6. Denoting the sequence from parent to offspring: The story goes that Mark is the direct descendent of the owner of the old house down the street and he will be its inheritor. 
disability (s) (noun), disabilities (pl)
1. A condition in which someone is unable to perform because of physical or mental handicaps: When Susan fell on the steps she hurt her foot and, because of this disability, it was not possible for her to stand and make dinner in the kitchen that evening.
2. A medically diagnosed condition that makes it difficult to engage in the activities of daily life: Since Jane's eyesight was getting worse over the years, Dr.
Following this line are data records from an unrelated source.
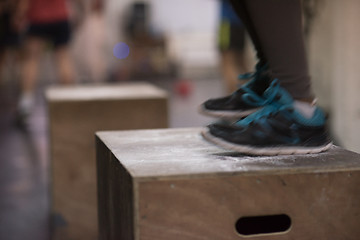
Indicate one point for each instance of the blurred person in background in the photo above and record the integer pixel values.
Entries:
(231, 41)
(90, 44)
(10, 30)
(48, 22)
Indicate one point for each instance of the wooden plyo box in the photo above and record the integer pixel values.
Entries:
(76, 113)
(172, 184)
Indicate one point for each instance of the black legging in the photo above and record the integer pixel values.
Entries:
(275, 28)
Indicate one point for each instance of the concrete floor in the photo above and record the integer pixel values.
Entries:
(24, 163)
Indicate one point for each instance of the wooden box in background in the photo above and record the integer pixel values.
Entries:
(76, 113)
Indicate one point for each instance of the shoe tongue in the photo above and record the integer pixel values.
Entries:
(275, 93)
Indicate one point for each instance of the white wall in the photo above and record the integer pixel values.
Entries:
(189, 25)
(335, 66)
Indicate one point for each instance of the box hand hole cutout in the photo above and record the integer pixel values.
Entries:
(256, 225)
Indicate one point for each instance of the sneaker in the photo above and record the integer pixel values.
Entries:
(244, 101)
(276, 129)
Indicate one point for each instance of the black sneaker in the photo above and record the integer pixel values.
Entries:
(244, 101)
(276, 129)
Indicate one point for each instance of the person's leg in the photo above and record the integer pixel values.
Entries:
(64, 65)
(278, 25)
(240, 9)
(33, 47)
(61, 35)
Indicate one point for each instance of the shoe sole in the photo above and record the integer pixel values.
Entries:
(273, 151)
(226, 114)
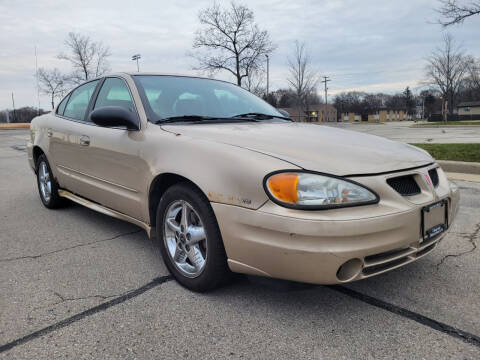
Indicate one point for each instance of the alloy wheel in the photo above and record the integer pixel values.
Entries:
(185, 238)
(44, 180)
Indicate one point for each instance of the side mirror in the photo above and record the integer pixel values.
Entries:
(115, 116)
(284, 113)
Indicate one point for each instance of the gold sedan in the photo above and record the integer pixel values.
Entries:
(226, 183)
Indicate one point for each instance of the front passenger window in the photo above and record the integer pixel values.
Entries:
(114, 92)
(78, 102)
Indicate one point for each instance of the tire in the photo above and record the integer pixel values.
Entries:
(47, 185)
(201, 266)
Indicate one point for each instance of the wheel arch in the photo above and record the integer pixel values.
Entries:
(158, 186)
(37, 151)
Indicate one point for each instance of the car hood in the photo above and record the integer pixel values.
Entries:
(313, 147)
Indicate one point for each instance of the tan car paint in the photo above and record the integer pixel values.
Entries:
(228, 162)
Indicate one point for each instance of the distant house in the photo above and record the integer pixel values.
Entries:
(469, 108)
(380, 115)
(315, 113)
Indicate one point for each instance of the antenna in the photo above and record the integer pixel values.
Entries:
(136, 57)
(36, 77)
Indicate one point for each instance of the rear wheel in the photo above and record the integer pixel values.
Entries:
(47, 186)
(190, 240)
Smith said that, because of this disability, it would not be safe for her to drive her car anymore.
3. A condition, such as an illness or an injury, which damages or limits people's physical or mental capacities or functions: Greg's parents have learned to keep up positive attitudes about their son's disabilities which were acquired through a car accident the year before.
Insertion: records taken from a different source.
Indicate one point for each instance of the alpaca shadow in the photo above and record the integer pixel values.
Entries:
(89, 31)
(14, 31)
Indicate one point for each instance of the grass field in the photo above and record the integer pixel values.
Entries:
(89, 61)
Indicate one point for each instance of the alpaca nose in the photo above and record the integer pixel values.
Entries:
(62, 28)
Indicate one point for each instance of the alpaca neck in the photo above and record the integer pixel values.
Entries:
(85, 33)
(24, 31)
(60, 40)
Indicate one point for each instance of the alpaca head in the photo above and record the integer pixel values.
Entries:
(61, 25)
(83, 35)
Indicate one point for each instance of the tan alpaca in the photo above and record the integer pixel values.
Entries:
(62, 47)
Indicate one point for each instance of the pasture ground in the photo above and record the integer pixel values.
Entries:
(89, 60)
4. A sum of money paid to somebody, usually on a monthly basis, by a government agency or insurance company because a person is unable to work or to provide for the necessities of life: After their mother injured her back, she had to quit her job and go on disability.
disable (verb), disables; disabled; disabling
1. To cause something to be unable to work in the normal way: "The technician had to disable the computer program before we could proceed adding more information to our blog."
2. Something that makes a person unable to do what was previously a normal part of life: "His father was disabled by the auto accident."
3. To prevent a device or system from working by disconnecting a part of it: "His friend was disabling the fire alarm because it was going off every so often for no valid reason."